![]() |
Scalability is ... There are a number of potential limitations regarding the scalability of MTECS. Each will be described in detail. Many of the limitations described here do not affect the typical web site. This information is provided for our more demanding users.
Contrary to popular belief, many CGI scripts are not processor intensive, but merely output fragments of pre-defined text. For example, forms and tables can be created from fragments of HTML stored in the program itself and style can be taken from a small number of files. None of this requires much processing power, but is dependant on bandwidth from media to processor and processor to network. The useful information is slotted between the template output. This forms the minority of the data but may require the majority of the processing power. It dependant entirely on the task at hand.
MTECS Tier 2 [the shopping basket] requires a catalogue file. This is held as a flat "database" table without indexes. (While this appears perfectly acceptable to the lay person, this should immediately alarm any database expert.) Processing the output of the shopping basket requires that a shopping basket be "joined" with the catalogue, so that the current price for each item can be found. This requires one table to be scanned for each item listed in the other. Obviously, the basket can never have more items than the catalogue and therefore it would be prudent to scan the longest table, the catalogue, only once. The current implementation copies both tables to memory and therefore it does not matter which precedence is taken. The customer may prefer that additional items are appended because the display would be a chronology of items purchased. The customer may prefer that items are always represented in a pre-determined order matching the order of the uploaded catalogue.

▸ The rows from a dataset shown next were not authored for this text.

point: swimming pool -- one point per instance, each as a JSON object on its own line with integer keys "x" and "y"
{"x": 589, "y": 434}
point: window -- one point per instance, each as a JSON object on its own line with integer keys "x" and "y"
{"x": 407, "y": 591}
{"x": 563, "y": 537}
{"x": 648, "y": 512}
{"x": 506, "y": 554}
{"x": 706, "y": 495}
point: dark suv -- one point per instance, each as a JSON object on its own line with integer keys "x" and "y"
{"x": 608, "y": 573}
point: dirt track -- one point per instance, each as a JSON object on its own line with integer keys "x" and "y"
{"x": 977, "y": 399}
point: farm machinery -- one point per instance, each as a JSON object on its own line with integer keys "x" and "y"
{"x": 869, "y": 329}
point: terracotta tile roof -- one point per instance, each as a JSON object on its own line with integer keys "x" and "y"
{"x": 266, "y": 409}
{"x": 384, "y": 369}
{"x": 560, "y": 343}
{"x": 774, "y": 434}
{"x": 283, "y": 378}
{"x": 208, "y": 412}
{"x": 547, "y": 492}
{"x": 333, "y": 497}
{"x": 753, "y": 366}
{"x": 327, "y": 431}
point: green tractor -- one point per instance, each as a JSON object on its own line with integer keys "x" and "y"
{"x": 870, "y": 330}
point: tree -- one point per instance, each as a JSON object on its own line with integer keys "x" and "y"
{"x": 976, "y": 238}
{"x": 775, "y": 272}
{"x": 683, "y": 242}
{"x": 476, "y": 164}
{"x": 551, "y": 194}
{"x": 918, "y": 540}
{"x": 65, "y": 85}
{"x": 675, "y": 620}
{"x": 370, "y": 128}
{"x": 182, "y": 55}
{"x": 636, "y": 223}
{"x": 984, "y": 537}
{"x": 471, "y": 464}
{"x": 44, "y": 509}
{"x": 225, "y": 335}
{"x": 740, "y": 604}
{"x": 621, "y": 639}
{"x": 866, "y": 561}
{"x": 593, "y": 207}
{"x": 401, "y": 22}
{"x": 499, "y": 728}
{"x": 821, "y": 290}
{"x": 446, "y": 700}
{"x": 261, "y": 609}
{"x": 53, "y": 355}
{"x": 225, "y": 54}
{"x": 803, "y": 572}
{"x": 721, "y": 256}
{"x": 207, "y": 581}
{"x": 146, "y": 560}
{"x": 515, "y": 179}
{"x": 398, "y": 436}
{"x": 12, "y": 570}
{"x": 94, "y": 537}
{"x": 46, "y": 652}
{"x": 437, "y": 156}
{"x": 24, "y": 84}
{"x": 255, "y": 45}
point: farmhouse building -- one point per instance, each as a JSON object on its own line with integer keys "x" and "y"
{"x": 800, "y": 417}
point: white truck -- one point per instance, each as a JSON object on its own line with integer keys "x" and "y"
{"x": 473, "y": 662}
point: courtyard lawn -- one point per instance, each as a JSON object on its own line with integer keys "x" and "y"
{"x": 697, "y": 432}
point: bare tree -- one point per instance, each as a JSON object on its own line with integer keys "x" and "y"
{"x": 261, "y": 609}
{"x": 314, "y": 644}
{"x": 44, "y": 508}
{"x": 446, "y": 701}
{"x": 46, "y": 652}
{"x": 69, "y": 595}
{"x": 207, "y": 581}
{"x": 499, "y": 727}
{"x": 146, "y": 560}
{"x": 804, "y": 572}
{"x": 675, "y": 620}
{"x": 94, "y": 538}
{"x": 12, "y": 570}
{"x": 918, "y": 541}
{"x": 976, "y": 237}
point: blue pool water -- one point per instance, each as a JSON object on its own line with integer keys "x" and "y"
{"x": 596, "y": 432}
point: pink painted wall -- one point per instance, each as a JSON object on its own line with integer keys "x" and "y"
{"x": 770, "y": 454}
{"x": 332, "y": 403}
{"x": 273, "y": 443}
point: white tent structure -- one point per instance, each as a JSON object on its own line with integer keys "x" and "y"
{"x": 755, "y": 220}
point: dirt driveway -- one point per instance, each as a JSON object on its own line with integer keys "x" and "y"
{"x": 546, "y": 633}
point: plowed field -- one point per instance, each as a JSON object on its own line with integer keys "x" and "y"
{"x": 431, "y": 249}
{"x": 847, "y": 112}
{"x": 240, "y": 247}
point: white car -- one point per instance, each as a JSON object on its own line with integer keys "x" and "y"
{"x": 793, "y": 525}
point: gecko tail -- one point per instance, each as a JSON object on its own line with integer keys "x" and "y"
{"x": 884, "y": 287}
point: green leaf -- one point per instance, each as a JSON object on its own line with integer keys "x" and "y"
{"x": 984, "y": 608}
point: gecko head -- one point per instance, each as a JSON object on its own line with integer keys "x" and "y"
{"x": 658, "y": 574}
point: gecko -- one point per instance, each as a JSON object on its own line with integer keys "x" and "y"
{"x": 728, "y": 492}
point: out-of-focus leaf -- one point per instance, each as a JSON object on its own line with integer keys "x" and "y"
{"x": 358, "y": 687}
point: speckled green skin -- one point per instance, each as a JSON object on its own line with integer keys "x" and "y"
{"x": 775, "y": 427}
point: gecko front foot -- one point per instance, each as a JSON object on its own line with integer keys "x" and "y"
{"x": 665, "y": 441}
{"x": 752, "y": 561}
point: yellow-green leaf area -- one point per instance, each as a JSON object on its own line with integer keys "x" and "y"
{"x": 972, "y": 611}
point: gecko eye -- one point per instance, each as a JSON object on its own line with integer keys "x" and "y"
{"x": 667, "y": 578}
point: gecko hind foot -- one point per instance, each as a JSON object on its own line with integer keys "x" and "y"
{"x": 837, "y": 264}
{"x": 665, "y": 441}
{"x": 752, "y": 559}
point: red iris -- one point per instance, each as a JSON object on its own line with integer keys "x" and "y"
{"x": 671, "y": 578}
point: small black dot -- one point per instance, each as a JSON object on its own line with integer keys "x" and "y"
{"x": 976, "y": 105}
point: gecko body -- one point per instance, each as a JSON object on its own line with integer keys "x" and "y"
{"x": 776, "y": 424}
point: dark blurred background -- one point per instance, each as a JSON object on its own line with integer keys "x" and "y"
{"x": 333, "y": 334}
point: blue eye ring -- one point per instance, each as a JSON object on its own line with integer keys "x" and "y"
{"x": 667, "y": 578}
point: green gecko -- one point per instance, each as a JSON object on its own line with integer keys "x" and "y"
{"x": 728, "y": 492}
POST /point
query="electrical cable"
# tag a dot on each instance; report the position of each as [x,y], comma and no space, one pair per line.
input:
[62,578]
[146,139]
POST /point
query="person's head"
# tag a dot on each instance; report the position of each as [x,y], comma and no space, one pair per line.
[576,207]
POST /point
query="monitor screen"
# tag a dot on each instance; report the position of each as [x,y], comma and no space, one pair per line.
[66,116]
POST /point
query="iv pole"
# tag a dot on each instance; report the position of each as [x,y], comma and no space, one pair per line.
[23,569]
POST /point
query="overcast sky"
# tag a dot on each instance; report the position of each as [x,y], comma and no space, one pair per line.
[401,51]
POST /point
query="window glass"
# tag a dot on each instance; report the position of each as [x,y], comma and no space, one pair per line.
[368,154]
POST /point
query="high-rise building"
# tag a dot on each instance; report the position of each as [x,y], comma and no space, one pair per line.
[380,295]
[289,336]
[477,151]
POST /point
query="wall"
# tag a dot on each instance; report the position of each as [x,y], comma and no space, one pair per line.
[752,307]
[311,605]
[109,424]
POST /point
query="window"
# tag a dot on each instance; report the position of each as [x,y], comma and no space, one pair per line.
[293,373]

The shopping basket currently performs the former, although we may change it to the latter in future implementations. This would also reduce processing power slightly, as will be shown below. The shopping basket program is currently implemented in PERL. Using this language, it is standard practice to read all data into memory. To perform this for a large number of catalogue items requires a large amount of memory. Typically, each field would be held in its own variable; all records forming an array of hashes. Typically, a chunk of memory would be allocated for each piece of data, with further chunks allocated for the "hashes" that contain them.
Alternatively, you could hold the each record in its encoded form, that is one string per record, and fully decode the fields when required. Rather than have a vast number of variables, only a few temporaries are required. Typical memory allocation schemes (such as GNU malloc) allocate memory in large chunks. By placing a lower limit on memory allocation it reduces the number of small chunks of unallocated memory to track and therefore speeds operation significantly, but it does trade footprint for speed. Small memory allocations, such as for short strings, often require 1KB or more memory. To make matters worse, when real memory has been consumed and virtual memory is required, virtual memory is usually allocated in larger chunks of 8KB or more.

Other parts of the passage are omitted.